The parsed distance values now reflect the bi-directional travel between locations by duplicating the distance information across each key. The parse_distances method changes a little, but there are still some familiar aspects remaining, like the split.each_slice(5) method chain.

def parse_distances(input)
  atlas = Hash.new { |h, k| h[k] = {} }
  input.split.each_slice(5) do |origin, _to, destination, _eq, distance|
    d = distance.to_i
    atlas[origin][destination] = d
    atlas[destination][origin] = d
  end
  atlas
end

The array decomposition for each line is promoted into the block arguments of Enumerable#each_slice and the body of the block writes the distance into the atlas for both location directions. At this point the tests are broken because the shortest_path method still expects the original distances data structure; that is the next thing to modify.

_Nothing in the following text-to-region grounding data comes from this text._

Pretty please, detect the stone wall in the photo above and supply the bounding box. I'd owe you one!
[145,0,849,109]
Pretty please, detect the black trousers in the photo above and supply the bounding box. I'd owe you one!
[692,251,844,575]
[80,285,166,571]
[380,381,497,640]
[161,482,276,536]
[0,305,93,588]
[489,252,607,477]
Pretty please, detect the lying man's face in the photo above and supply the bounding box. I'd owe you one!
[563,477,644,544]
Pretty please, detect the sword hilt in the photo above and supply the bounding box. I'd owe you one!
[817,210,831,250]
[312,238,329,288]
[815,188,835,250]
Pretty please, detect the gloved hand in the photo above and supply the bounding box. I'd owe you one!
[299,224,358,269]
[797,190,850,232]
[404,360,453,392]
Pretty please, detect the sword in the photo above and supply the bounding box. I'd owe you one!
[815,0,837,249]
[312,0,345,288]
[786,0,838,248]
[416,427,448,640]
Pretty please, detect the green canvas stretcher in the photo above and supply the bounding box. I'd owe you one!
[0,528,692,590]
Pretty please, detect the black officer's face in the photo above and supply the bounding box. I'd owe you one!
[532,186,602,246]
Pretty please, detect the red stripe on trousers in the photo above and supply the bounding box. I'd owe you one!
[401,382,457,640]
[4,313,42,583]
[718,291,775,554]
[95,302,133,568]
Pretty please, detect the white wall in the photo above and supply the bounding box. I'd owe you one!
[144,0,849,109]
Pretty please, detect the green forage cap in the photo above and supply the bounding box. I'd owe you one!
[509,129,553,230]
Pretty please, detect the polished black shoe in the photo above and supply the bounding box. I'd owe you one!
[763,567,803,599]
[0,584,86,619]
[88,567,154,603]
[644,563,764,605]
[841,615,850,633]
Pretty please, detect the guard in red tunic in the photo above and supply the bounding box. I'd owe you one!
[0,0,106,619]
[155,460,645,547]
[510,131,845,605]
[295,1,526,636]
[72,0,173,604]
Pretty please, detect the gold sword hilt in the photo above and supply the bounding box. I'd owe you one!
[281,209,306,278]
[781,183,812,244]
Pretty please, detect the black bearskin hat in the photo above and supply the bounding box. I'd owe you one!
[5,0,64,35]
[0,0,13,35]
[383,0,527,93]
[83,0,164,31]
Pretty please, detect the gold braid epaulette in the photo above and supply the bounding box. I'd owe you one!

def shortest_path(distances)
  cities = distances.keys
  cities.permutation.reduce(Float::INFINITY) do |answer, ordering|
    ordering.each_cons(2).reduce(0) do |sum, k|
      sum += distances.dig(*k)
      break answer if sum > answer
      sum
    end
  end
end

The calls to flatten.uniq disappear since our distances hash-map now enforces that for us, and the only other change is distances[k.sort] became distances.dig(*k). That particular line represented a sizable amount of work and reduces computation costs considerably because direct hash-map look-ups are more predictable for the CPU than sorting and a hash-map look-up.

$ time run -y 2015 -q 9 -a
207

real    0m0.298s
user    0m0.214s
sys     0m0.006s

This change gives us another 40% speed-up and brings the total time down to something I consider more reasonable, which means we can move on to solving part B.

Part B: The Scenic Route

The second part of the challenge requires us to calculate the exact opposite: the longest path.

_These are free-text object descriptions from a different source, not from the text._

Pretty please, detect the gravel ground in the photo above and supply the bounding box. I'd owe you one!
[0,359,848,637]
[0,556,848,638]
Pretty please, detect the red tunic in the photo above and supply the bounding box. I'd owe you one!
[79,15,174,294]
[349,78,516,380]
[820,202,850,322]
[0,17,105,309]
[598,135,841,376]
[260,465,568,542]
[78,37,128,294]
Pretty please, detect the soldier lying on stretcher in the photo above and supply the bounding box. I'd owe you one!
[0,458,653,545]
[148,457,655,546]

The next year, just to show off, Santa decides to take the route with the longest distance instead.

He can still start and end at any two (different) locations he wants, and he still must visit each location exactly once.

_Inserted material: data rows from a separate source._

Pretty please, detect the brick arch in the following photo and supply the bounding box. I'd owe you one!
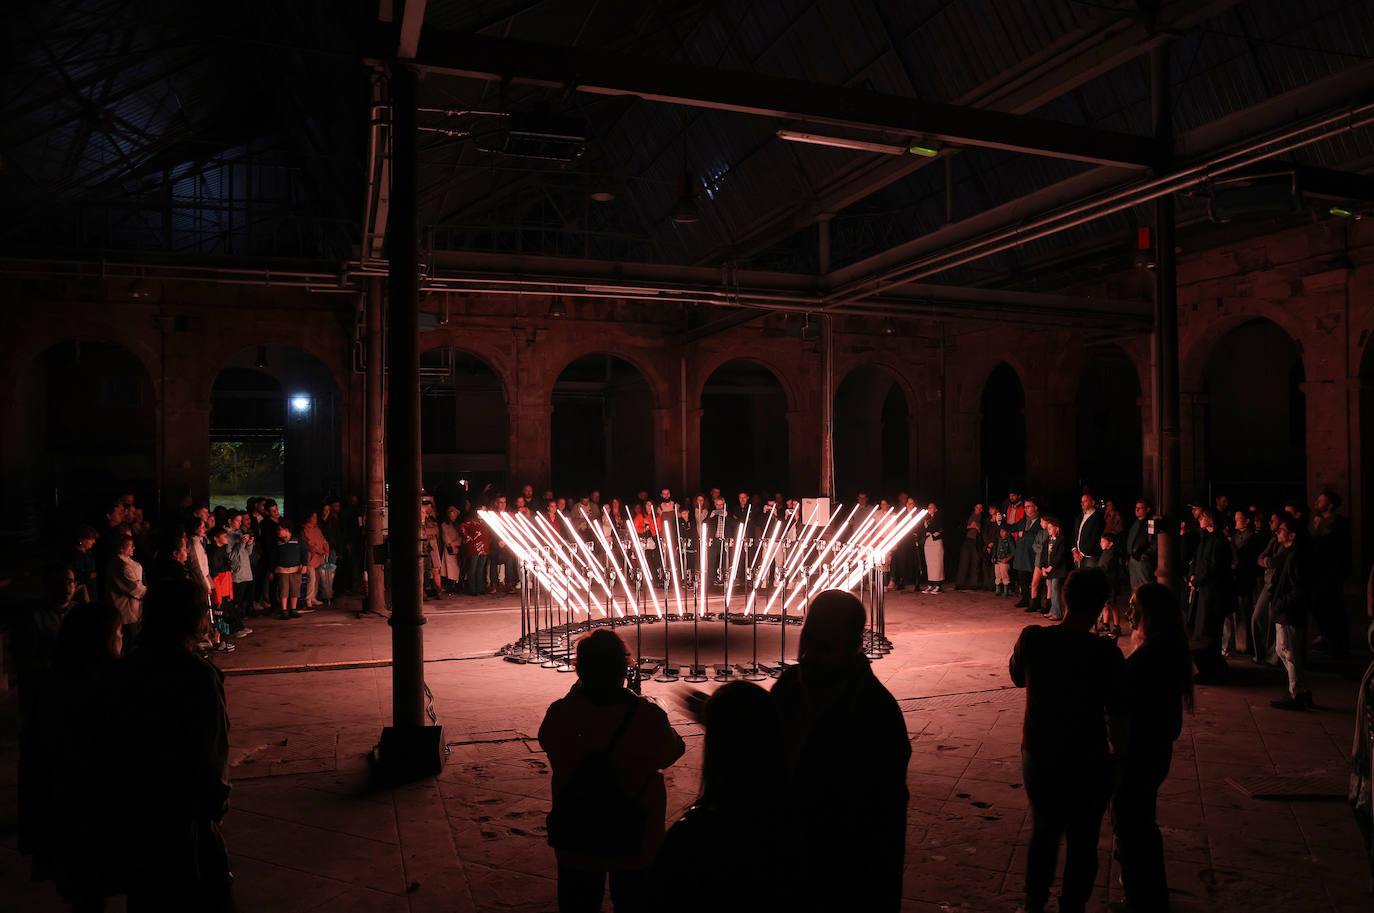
[418,340,514,408]
[547,347,669,412]
[958,353,1033,417]
[1046,337,1144,406]
[1181,305,1307,391]
[833,358,920,413]
[199,334,352,406]
[0,316,161,400]
[692,353,797,412]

What is the distance of the longest route?

Advent of Code, 2015, Day 9

Tests are a good starting point for our longest_path method, so lets add the example provided by the challenge as a test.

assert longest_path(distances), 982

Similar to the shortest_path implementation, there is no avoiding checking every permutation of the locations; that makes our longest_path implementation also O(n!) in Big-O notation. The code is simpler because finding the maximum distance precludes an early exit — the sum of distances between all locations in an ordering must be calculated to know if it is larger than the current maximum.

def longest_path(distances)
  distances.keys.permutation.reduce(0) do |answer, ordering|
    sum = ordering.each_cons(2).reduce(0) { |sum, k| sum + distances.dig(*k) }
    sum > answer ? sum : answer
  end
end

One detail to highlight is that we reduce starting from zero instead of infinity to represent the fact that our answer is increasing instead of decreasing. With that we can find the solution for the longest distance:

$ run -y 2015 -q 9 -b
804

Graphs and Data Structures

Ruby’s hash-map and array data structures offer a wide feature set that helps write algorithms succinctly. It’s wonderful to be able to access permutations, consecutive pairings, and slices without any ceremony or manual implementation work. Array decomposition also helps create legible code when dealing with tuple-style array usage.

This challenge is also useful to displaying how machine-friendly optimizations can still be applied to improve performance when faced with an NP-Complete problem. Our original shortest_path solution was improved by approximately 57% through better organization of data and using additional memory to avoid computational work.